Clinical Document Specialist (Contract)

About The Position

Requirements

• BA or BS with at least 3 years of clinical trial experience gained ideally in a Sponsor and/or CRO role or an equivalent combination of education and experience.
• Hands-on experience with supporting one or more clinical programs at a given time.
• Knowledge of Good Clinical Practice (GCP) regulatory requirements and International Conference on Harmonization (ICH) guidelines.
• Ability to understand scientific literature.
• Ability to identify team needs and suggest/implement solutions for improved departmental functionality.
• Must be a highly motivated self-starter who can take initiative and sees projects through to completion with minimal supervision.
• Strong organization and interpersonal skills and the ability to manage and cultivate relationships.
• Ability to communicate effectively internally and externally.

Responsibilities

• Assist with the setup, organization, and quality maintenance of trial specific TMFs and SharePoint sites.
• Assist with the filing and archiving of clinical documentation in accordance with SOPs.
• Assist with Contract Research Organization (CRO) oversight and review of regulatory packages for trial-related submissions to Health Authorities and IRB/IECs and/or clinical supply release.
• Conduct periodic review of TMFs, both internally and those managed by external CRO vendors, in accordance with SOPs. Identify and raise quality issues on clinical documents and follow them to resolution of deficiencies.
• Establish and maintain effective communication and collaboration with functional area colleagues, e.g., Regulatory Affairs, Clinical Quality Assurance, Data Management, Biometrics, Global Drug Safety and Pharmacovigilance, Global Development, Clinical Supply Chain, and CROs in order to ensure up-to-date, high quality, inspection ready TMFs.
• Become a subject matter expert on BioCryst's standard TMF Index.
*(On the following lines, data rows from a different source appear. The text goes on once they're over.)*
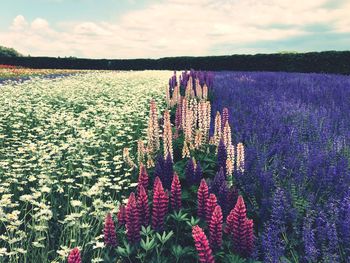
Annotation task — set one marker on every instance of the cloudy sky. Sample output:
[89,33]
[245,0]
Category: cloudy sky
[159,28]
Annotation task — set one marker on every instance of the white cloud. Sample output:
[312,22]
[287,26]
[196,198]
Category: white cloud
[176,27]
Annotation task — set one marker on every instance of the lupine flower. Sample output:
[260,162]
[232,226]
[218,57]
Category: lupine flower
[215,228]
[225,118]
[202,196]
[156,182]
[272,244]
[310,248]
[160,206]
[332,251]
[230,161]
[240,229]
[223,198]
[249,237]
[178,116]
[198,90]
[141,151]
[240,157]
[143,207]
[222,155]
[210,206]
[198,174]
[175,197]
[226,135]
[280,209]
[218,180]
[153,129]
[198,139]
[232,198]
[121,215]
[344,222]
[167,136]
[184,112]
[74,256]
[189,172]
[168,172]
[185,151]
[217,128]
[189,119]
[205,253]
[205,92]
[133,225]
[110,237]
[159,168]
[143,178]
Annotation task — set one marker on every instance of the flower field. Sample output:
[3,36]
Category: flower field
[202,167]
[9,73]
[61,158]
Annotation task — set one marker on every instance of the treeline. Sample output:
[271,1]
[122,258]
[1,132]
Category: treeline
[325,62]
[9,52]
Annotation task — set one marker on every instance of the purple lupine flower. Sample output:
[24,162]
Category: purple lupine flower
[310,249]
[198,174]
[222,155]
[273,247]
[159,167]
[189,172]
[344,223]
[168,172]
[223,198]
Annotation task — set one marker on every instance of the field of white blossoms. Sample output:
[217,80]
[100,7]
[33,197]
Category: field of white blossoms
[61,158]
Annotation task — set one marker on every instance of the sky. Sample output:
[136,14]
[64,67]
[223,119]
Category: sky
[163,28]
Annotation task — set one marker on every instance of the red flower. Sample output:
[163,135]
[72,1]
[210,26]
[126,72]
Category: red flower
[133,226]
[142,206]
[240,228]
[156,182]
[121,215]
[202,197]
[110,236]
[175,193]
[210,206]
[160,205]
[215,228]
[143,178]
[205,253]
[74,256]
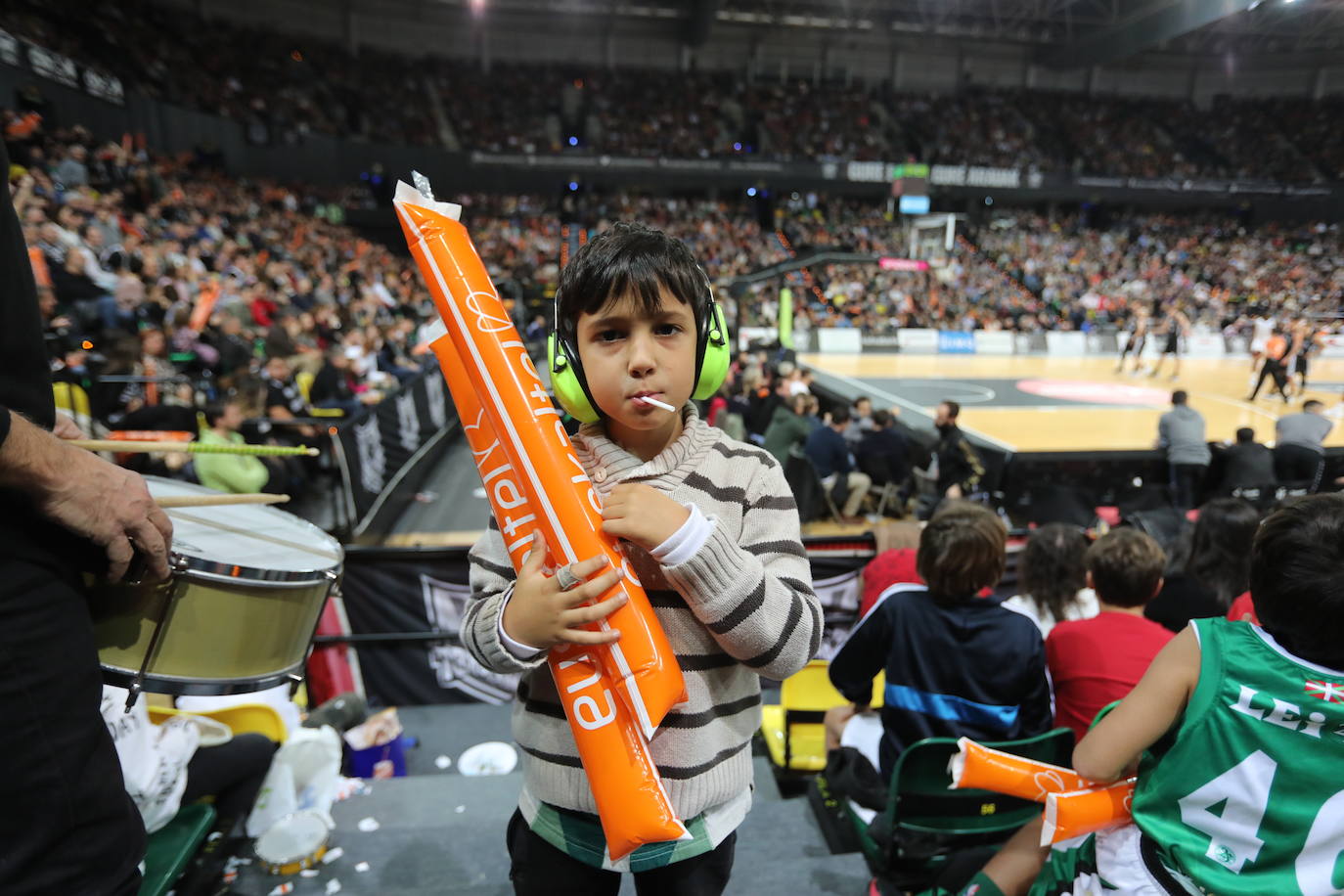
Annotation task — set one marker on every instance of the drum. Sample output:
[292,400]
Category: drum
[294,842]
[238,614]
Routine review of TMF Index in collaboration with Veeva Administrator, Clinical Trial Leads, and functional area colleagues to ensure guidance on filing of all clinical documentation remains current.
• Maintain inventory reports and tracking systems for archived paper files to ensure files are recallable from off-site storage facilities in a timely and efficient manner.
• Provide support in the preparation, conduct and follow-up of audits and inspections.
• Provide training to team members on changes and updates to the eTMF standard index and on regulatory and archival requirements. May serve as the point person for queries related to eTMF filing to ensure consistency across multiple programs.
• Assist study teams with set-up of study dashboards and the organization of reports within Veeva for data visibility at the study, country, and site level for tracking key metrics and eTMF health.
• Review regulatory packages for trial-related submissions to Regulatory Authorities and IRB/IECs or clinical supply release.
• Manage and maintain clinical trial training documentation.
• Prepare and distribute clinical trial team meeting minutes.
• Must be able to work independently, adapt to changing priorities, with the ability to take initiative to complete tasks accurately and timely.